The beauty of AI is that even if marketers don’t have specialized IT skills, they can still act on high-level insights.

Let’s take a look at the famous auto company Peugeot and how it has been able to use AI to drive impressive marketing ROI. Of the millions of people who come through its doors, visit its websites, even look at an ad on the open web, only thousands of them buy a car. We can ask what sequences of events people followed to buy, or not. There are thousands of ways in, from downloadable content to walk-ins. Using data and AI, Peugeot created 800 micro-segments that enabled content personalization across 2,200 microsites. By following the buying journey of those who did buy, Peugeot saw how each path was different. With the power of AI, companies like Peugeot can tease out the many different variations to sell and market accordingly.

The bionic marketer of the (near) future

What about the creativity and art in marketing and advertising? Design remains a huge component of successful marketing. AI certainly has the power to help determine what sorts of digital ads, for example, a consumer is likely to click on—from color preferences to style and price. Many experiments with AI-created trailers, tweetbots and other interaction experiments have taught us that we still need both human and machine. The AI algorithm can interact, iterate and optimize for success, but design still lies in the art of human creativity.

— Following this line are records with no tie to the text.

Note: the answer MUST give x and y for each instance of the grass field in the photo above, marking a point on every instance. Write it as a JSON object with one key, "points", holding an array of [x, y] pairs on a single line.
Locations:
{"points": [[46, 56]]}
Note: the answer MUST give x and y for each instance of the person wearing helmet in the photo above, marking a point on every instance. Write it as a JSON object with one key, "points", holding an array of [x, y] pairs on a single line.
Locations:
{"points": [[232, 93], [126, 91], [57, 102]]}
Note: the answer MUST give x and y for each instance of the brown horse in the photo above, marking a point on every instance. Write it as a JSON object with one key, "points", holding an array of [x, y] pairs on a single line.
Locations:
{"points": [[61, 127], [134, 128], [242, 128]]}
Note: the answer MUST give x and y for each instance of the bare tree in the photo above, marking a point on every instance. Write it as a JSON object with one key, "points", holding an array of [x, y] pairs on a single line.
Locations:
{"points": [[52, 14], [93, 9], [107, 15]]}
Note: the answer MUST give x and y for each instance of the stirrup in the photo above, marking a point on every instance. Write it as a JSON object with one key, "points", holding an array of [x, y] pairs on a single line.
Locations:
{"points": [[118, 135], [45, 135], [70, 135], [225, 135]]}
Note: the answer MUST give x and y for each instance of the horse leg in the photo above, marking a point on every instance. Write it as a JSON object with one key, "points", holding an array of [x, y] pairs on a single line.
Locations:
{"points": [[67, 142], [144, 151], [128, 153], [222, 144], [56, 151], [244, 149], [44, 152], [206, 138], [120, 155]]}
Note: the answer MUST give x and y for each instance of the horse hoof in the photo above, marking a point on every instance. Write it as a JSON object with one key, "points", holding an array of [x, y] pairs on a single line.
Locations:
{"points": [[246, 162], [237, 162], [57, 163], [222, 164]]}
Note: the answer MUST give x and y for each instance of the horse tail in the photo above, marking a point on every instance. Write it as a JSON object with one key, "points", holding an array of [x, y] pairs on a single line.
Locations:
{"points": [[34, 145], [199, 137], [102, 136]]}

AI isn’t an either/or for marketers

AI removes the tedium and guesswork of running a marketing campaign, which includes creative, email, social media and more, by generating insights from haystacks of data. But the marketer still designs and runs the campaign. What I see is people and AI working together to be more efficient than either one alone.

Creativity aside, the beauty of AI is that even if marketers don’t have specialized IT skills, they can still act on high-level insights. For example, iteration cycles start to become much faster as AI kicks in, so I think of this process as a layer cake.

The first layer is a huge quantity of data that AI uses to figure out what to probe for insight. If you perform a large-scale data-driven experiment with a piece of content to test engagement (like A/B testing), you’re going to get a lot of data back. This is the second layer. AI can then process that information quickly, and the iteration cycle gets shorter. In the third layer, AI works through nuances in the data so that it’s not just A or B, but a mix of both. By the fourth layer, AI has optimized the system, working out inefficiencies, maximizing speed and providing a clearer picture of customer preference and behavior.

What tomorrow already looks like

Everything I’m describing here—the massive data gathering, the importance of trust, the ability to analyze, iterate and predict, and intelligent journeys—are separate pieces of what is already shaping up to be a seamless experience.

As marketers work hard to get ever closer to the customer at every touch point, AI gives them the total view of what’s possible and what makes sense, reducing the friction to customer satisfaction even as their expectations are constantly rising.